Lacter: And layoffs. Even before these upcoming cuts, L.A. Superior Court had lost around 900 positions. As to why it's gotten this bad, there are several explanations, starting with the recession and also a botched effort to centralize the state court system. But a big problem is structural: the legislative branch holds the purse strings to the supposedly independent judicial branch. When different interest groups are all competing for the same limited bundle of cash (and we're talking about welfare and health programs, the schools, and law enforcement, and Caltrans, and everything else), the court system is well down the list of priorities. Until Sacramento figures out a better way of funding them, then they will remain susceptible to these massive budget cuts.
Julian: Mark, let's look at another side of justice: More questions for Federal Judge Manuel Real...

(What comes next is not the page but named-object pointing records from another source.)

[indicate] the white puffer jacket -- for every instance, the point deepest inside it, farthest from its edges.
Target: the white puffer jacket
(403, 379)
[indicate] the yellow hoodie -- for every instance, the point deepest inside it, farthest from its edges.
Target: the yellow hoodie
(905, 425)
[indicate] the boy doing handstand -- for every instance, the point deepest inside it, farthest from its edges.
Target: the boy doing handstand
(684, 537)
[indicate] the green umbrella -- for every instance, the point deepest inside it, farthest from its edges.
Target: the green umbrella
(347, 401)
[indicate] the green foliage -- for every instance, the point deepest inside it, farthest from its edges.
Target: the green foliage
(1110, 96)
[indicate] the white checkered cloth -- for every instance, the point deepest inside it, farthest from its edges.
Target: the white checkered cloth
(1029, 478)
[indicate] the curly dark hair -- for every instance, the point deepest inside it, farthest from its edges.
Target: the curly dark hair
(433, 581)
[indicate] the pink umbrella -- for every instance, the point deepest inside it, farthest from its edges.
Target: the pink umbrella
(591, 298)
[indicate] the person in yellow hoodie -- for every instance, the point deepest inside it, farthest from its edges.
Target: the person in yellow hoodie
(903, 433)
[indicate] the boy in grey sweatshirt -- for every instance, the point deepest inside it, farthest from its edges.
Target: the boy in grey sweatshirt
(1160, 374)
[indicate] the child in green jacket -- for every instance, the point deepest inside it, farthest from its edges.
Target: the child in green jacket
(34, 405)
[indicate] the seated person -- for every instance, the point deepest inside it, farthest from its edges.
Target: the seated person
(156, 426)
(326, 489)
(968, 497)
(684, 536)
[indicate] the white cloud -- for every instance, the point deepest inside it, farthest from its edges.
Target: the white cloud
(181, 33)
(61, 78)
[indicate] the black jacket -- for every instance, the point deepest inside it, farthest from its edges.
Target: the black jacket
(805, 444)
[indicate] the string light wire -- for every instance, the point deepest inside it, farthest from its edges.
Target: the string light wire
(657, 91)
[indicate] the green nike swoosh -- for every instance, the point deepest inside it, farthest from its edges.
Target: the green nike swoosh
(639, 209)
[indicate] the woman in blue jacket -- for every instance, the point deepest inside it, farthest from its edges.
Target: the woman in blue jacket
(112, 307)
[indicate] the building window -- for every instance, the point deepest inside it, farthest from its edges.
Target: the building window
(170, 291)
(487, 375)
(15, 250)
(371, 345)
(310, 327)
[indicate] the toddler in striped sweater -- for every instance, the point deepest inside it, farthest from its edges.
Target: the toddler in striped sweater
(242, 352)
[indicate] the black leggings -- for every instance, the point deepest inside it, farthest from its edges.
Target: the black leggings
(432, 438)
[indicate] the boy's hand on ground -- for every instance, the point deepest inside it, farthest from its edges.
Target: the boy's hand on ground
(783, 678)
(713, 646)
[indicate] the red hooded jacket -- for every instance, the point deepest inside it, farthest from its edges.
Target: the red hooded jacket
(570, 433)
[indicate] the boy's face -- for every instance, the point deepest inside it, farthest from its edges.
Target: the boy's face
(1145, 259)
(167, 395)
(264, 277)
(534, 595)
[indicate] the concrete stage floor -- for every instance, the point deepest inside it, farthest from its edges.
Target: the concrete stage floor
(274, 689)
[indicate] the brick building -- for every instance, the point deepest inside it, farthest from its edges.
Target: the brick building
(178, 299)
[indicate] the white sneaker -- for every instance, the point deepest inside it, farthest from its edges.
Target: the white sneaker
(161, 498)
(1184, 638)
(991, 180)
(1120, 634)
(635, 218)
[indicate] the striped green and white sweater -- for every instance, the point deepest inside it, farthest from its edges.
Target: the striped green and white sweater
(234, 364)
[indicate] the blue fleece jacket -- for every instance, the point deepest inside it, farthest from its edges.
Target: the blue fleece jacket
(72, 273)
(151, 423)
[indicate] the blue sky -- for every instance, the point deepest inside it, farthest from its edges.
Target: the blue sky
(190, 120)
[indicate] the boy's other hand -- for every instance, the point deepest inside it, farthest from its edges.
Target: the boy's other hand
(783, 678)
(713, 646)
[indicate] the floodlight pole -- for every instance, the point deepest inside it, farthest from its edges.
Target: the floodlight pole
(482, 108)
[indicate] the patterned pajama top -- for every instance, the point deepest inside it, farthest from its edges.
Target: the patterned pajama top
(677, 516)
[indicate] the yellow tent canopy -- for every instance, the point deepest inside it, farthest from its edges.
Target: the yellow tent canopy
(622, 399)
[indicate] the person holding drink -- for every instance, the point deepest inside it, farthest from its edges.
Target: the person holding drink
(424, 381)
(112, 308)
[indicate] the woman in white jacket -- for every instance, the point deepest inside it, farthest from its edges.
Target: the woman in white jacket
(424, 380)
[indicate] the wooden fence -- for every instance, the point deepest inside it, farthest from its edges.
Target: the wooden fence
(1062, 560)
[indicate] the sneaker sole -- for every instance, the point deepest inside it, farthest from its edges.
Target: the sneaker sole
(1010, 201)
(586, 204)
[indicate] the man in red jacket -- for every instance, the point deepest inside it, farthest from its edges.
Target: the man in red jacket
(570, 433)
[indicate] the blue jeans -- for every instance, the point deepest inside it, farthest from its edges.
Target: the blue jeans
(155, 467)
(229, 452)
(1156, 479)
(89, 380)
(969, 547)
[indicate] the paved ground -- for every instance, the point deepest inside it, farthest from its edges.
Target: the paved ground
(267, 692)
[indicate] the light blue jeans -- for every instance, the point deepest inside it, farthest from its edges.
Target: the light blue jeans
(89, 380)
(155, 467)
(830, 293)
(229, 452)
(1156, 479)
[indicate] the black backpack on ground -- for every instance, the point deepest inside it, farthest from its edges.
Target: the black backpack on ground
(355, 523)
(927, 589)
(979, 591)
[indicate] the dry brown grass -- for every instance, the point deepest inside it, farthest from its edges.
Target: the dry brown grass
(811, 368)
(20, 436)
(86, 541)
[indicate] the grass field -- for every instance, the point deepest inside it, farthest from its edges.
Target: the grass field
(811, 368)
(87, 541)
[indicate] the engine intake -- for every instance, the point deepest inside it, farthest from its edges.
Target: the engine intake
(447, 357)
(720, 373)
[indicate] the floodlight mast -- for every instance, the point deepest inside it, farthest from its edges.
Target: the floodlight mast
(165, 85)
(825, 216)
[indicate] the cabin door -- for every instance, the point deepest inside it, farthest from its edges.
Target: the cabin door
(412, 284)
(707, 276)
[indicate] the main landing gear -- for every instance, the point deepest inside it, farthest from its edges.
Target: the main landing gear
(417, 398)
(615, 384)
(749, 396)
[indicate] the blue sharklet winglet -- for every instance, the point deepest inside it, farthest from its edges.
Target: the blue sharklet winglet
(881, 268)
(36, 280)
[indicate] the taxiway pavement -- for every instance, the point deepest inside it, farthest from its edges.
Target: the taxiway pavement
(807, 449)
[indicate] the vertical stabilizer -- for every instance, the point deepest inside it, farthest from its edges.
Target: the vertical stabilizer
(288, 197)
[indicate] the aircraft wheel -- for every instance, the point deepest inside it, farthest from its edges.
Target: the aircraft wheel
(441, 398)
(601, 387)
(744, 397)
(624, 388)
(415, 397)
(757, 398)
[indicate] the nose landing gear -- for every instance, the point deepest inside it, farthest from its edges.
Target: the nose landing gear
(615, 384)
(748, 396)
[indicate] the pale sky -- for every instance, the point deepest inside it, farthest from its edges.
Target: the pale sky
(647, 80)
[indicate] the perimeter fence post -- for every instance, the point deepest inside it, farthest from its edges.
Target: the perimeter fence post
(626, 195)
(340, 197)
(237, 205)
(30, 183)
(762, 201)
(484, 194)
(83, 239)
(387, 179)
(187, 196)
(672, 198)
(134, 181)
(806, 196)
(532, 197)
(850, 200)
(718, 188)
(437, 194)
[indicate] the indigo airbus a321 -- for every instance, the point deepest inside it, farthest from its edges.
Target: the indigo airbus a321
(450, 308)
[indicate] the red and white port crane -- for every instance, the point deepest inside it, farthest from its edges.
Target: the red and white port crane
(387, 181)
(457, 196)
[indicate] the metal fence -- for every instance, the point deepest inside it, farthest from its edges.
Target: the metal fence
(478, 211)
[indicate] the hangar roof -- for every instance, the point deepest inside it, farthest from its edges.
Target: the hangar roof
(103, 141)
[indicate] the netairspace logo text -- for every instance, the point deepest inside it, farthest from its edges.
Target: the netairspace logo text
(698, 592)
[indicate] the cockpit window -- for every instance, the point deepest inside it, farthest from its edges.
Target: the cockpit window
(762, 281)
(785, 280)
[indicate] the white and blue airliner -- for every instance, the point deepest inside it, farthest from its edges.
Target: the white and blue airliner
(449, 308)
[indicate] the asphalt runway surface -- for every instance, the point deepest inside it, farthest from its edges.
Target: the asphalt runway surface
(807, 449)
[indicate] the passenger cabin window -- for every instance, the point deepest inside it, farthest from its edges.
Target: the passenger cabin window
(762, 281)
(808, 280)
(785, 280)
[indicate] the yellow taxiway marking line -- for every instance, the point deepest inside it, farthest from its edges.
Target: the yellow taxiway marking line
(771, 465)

Lacter: Steve, the news organization California Watch reports that Judge Real issued favorable rulings for Microsoft, Verizon, and the big biotech company, Amgen – and he happened to own stock in all three companies. Now as a matter of course, judges are supposed to step aside whenever there's a financial conflict, no matter how small. That's according to the Code of Conduct for U.S. Judges. It's just that Judge Real, who is 88 and was nominated in 1966 by President Lyndon Johnson, chose to ignore those requirements. And he might very well get away with it -
Julian: There's no one to step in?
Lacter: Well, sanctions against federal judges are extremely rare, and just the process of obtaining financial disclosures and then pairing them with court rulings can be difficult, especially when judges are lax in reporting what stock they own. That is the case here. Actually, Judge Real has a long history of misconduct investigations. In 2006, he faced impeachment by Congress over allegations that he showed favoritism in a bankruptcy case. That never reached the impeachment stage, but the Judicial Council of the 9th Circuit Court of Appeals did reprimand him, and his cases have been pretty closely scrutinized over the years.
Julian: So why didn’t someone object to his involvement in these cases?
Lacter: Good question. Real isn't talking, but clearly the system isn't working all that well. And by the way, the stock price of all three companies went up after the judge’s rulings.
Mark Lacter is a contributing writer for Los Angeles Magazine and writes the business blog at LA Observed.com.